Error Report: Training Meta Annotations with CogStack Scripts + MedCAT

Error Report: Training Meta Annotations with CogStack Scripts + MedCAT

Environment

  • MedCAT version: 1.16.0

  • Python version: 3.10

  • Workflow: Training meta_model using Cogstack scripts and project-exported annotations.

Steps to Reproduce

  1. Exported project annotations including meta annotations (e.g., Presence).

  2. Attempted to train the meta_model:

save_dir_path = "test_meta_" + meta_model  # where to save the meta_model and results
results = mc.train_from_json(mctrainer_export_path, save_dir_path=save_dir_path)

# Save results
json.dump(
    results["report"],
    open(os.path.join(save_dir_path, "meta_" + meta_model + "_results.json"), "w"),
)

  1. Encountered the following error during training.

Full Error Traceback

Exception                                 Traceback (most recent call last)
Cell In[26], line 13
    results = mc.train_from_json(mctrainer_export_path, save_dir_path=save_dir_path)

File /.../site-packages/medcat/meta_cat.py:162, in MetaCAT.train_from_json(...)
    return self.train_raw(data_loaded, save_dir_path, data_oversampled=data_oversampled)

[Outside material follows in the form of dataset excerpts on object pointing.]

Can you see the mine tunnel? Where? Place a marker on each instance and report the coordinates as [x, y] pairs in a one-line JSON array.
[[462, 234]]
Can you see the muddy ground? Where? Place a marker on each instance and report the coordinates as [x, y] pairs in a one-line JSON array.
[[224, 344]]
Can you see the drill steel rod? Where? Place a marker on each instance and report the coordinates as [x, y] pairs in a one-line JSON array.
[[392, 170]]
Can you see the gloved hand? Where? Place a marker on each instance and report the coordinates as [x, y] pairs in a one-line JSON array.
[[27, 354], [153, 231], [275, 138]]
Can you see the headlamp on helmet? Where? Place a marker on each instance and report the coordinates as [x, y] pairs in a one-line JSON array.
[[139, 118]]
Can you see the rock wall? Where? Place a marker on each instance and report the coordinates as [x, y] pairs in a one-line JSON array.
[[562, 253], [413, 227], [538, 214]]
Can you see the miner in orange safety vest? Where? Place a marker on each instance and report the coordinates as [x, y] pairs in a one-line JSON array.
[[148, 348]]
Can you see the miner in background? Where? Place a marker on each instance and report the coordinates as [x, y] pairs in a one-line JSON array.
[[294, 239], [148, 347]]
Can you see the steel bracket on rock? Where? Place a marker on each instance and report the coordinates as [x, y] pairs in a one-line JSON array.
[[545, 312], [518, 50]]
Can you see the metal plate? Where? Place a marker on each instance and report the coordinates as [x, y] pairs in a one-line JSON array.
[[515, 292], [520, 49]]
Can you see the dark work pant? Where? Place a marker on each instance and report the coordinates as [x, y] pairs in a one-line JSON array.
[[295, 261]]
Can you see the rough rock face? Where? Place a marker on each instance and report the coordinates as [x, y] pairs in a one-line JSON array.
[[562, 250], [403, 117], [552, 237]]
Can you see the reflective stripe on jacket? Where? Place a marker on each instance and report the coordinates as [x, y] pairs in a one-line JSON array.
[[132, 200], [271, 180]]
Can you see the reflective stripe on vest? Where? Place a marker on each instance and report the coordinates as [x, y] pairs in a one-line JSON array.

File /.../site-packages/medcat/meta_cat.py:249, in MetaCAT.train_raw(...)
    category_name = g_config.get_applicable_category_name(data)
    if category_name is None:
        raise Exception(
            "The category name does not exist in this json file. You’ve provided ‘{}’, "
            "while the possible options are: {}. Additionally, ensure the populate the "
            "‘alternative_category_names’ attribute to accommodate for variations."
            .format(category_name, " | ".join(list(data.keys())))
        )

Exception:
The category name does not exist in this json file. You’ve provided ‘None’, while the possible options are: .
Additionally, ensure you populate the ‘alternative_category_names’ attribute to accommodate for variations.

Observations

  • In the MedCAT JSON export I can see:

    "meta_anno_defs": [
      {"name": "Presence", "values": ["False", "Hypothetical", "True"]},
      {"name": "Subject/Experiencer", "values": ["Other", "Patient", "Relative"]},
      {"name": "Time", "values": ["Future", "Past", "Recent"]}
    ],
    "relation_anno_defs": []
    
    
  • In the modelpack, the folder Presence exists as expected.

Issue

Despite having Presence defined in both the JSON export and the modelpack, training fails with:

  • category_name = None

  • Possible options list is empty ([]).

This suggests that:

  • The JSON structure may not match what MetaCAT.train_from_json expects, or

  • The category name mapping (alternative_category_names) is not being resolved correctly.

Hi Samora,

This does indeed look like it’s an issue with the trainer export format you’re using. Neither meta_anno_defs or relation_anno_defs is a defined name in the trainer export that would be used by the library.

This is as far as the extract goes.